Selon toute apparence, nous n’allions pas l’être non plus. La pluie, dans l’obscurité glaciale et le vent maintenant levé, redoublait d’intensité, au point que je devais par moments tendre l’oreille pour suivre le récit de mon compagnon. Il y avait quelque chose de profondément insolite et pour tout dire d’infiniment troublant à écouter ainsi conter l’histoire d’un homme que j’avais sous les yeux, arc-bouté contre les assauts des éléments dont la violence enflait de minute en minute, et que le vacarme ambiant aurait empêché de nous entendre quand bien même son infirmité lui en aurait laissé la faculté.
Mon conteur continuait, imperturbable. Était-il à ce point possible que l’étrangeté de la situation lui échappât ?
— À peine notre Baptiste avait-il atteint le plateau que la tempête se leva. Une tempête dans le genre de celle qui s’annonce, mon bon monsieur, comme il s’en rencontre de loin en loin et qu’on se remémore des années durant. Gageons que la nôtre entrera elle aussi dans les annales, mais prions le Ciel pour qu’il nous préserve d’une rencontre aussi funeste que celle que le pauvre garçon fit ce jour-là.
Le vieil épouvantail avait décidément l’art de vous tenir en haleine. Il semblait d’ailleurs y prendre un malin plaisir, à en juger par le mince sourire que je crus deviner sur ses lèvres.
Recroquevillés au fond de la calèche, nous nous protégions tant bien que mal de la pluie qui nous giflait en rafales.

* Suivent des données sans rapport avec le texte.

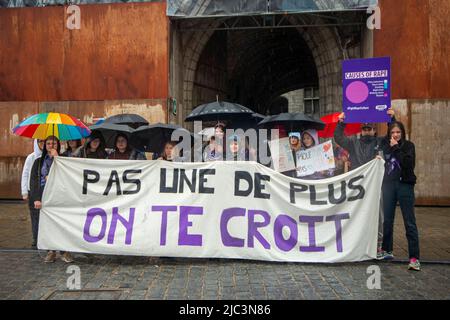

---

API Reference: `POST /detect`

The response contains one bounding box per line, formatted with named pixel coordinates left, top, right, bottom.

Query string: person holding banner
left=157, top=141, right=176, bottom=161
left=377, top=122, right=420, bottom=271
left=334, top=108, right=395, bottom=169
left=203, top=122, right=225, bottom=162
left=301, top=129, right=326, bottom=180
left=61, top=140, right=81, bottom=157
left=21, top=140, right=44, bottom=248
left=282, top=132, right=302, bottom=178
left=30, top=136, right=73, bottom=263
left=108, top=132, right=147, bottom=160
left=73, top=131, right=108, bottom=159
left=334, top=108, right=396, bottom=253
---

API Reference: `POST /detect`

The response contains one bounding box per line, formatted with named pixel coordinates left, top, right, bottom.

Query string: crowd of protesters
left=22, top=109, right=420, bottom=270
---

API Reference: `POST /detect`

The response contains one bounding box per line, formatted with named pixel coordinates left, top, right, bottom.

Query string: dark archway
left=193, top=28, right=319, bottom=114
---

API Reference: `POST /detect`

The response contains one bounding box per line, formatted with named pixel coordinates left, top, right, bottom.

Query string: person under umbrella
left=21, top=139, right=45, bottom=248
left=108, top=132, right=147, bottom=160
left=30, top=136, right=73, bottom=263
left=130, top=123, right=192, bottom=161
left=61, top=140, right=81, bottom=157
left=73, top=131, right=108, bottom=159
left=300, top=129, right=327, bottom=180
left=157, top=141, right=176, bottom=161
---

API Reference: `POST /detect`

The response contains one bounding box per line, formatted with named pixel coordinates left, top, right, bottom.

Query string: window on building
left=303, top=87, right=320, bottom=116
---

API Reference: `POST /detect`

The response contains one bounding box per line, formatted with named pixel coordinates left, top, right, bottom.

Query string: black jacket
left=28, top=155, right=45, bottom=209
left=381, top=138, right=417, bottom=184
left=334, top=122, right=384, bottom=170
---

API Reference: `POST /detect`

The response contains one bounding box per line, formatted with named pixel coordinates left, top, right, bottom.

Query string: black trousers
left=382, top=181, right=420, bottom=259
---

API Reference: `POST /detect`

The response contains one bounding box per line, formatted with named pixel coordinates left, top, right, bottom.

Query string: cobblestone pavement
left=0, top=250, right=450, bottom=300
left=0, top=203, right=450, bottom=300
left=0, top=202, right=450, bottom=261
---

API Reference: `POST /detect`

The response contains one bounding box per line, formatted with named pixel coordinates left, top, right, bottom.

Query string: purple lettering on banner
left=299, top=216, right=325, bottom=252
left=326, top=213, right=350, bottom=252
left=178, top=206, right=203, bottom=247
left=273, top=214, right=298, bottom=251
left=152, top=206, right=177, bottom=246
left=247, top=210, right=270, bottom=249
left=108, top=207, right=135, bottom=245
left=83, top=208, right=107, bottom=242
left=220, top=208, right=245, bottom=247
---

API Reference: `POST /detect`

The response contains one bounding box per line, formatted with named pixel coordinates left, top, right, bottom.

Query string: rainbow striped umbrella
left=13, top=112, right=91, bottom=141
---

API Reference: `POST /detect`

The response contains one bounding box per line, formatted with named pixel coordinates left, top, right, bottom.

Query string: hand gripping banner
left=38, top=157, right=384, bottom=262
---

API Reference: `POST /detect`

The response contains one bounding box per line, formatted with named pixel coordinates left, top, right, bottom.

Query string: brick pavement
left=0, top=202, right=450, bottom=261
left=0, top=250, right=450, bottom=300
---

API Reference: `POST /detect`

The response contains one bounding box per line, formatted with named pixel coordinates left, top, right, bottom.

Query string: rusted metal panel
left=39, top=99, right=167, bottom=125
left=374, top=0, right=450, bottom=99
left=0, top=3, right=169, bottom=101
left=0, top=157, right=26, bottom=199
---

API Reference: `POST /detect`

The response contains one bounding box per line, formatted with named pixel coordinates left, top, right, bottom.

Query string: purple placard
left=342, top=57, right=391, bottom=123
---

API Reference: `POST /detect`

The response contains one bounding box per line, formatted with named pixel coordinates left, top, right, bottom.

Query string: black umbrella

— Le meilleur de mon récit, voyez-vous (le pire de son histoire pour Baptiste) commence ici. Il était parvenu sur les hauts de Vattetot, au sortir de la forêt qui escalade les pentes du hameau de Vaucottes, quand il entrevit à quelques pas devant lui, dans l’obscurité, la silhouette d’un homme qui semblait attendre. Il n’avait naturellement rencontré âme qui vive depuis son départ de Fécamp, et voilà qu’un inconnu surgissait brusquement de la nuit, apparemment indifférent à ce temps épouvantable qui vous glaçait le cœur et les os. Vous comprendrez qu’il pût en être saisi. N’oubliez pas qu’il s’agissait d’un adolescent de quinze ans, que la dureté de sa condition n’avait pas encore armé contre les maléfices des contes dont sa mère l’avait bercé tout au long de ses jeunes années — des années encore bien proches. Il s’approcha de l’homme le cœur battant et son soulagement fut immense quand il le reconnut : c’était un nommé Victor Lagruelle, un voisin de ses parents. Victor et Simone Lagruelle habitaient en effet une chaumière à cent mètres à peine de la ferme familiale, et même s’ils n’avaient pas bonne réputation en raison de leurs incessantes querelles de ménage, Baptiste n’en ressentit pas moins à sa vue un grand chaud au cœur. Après la frayeur qu’il venait d’éprouver, ce fut presque avec effusion qu’il le salua.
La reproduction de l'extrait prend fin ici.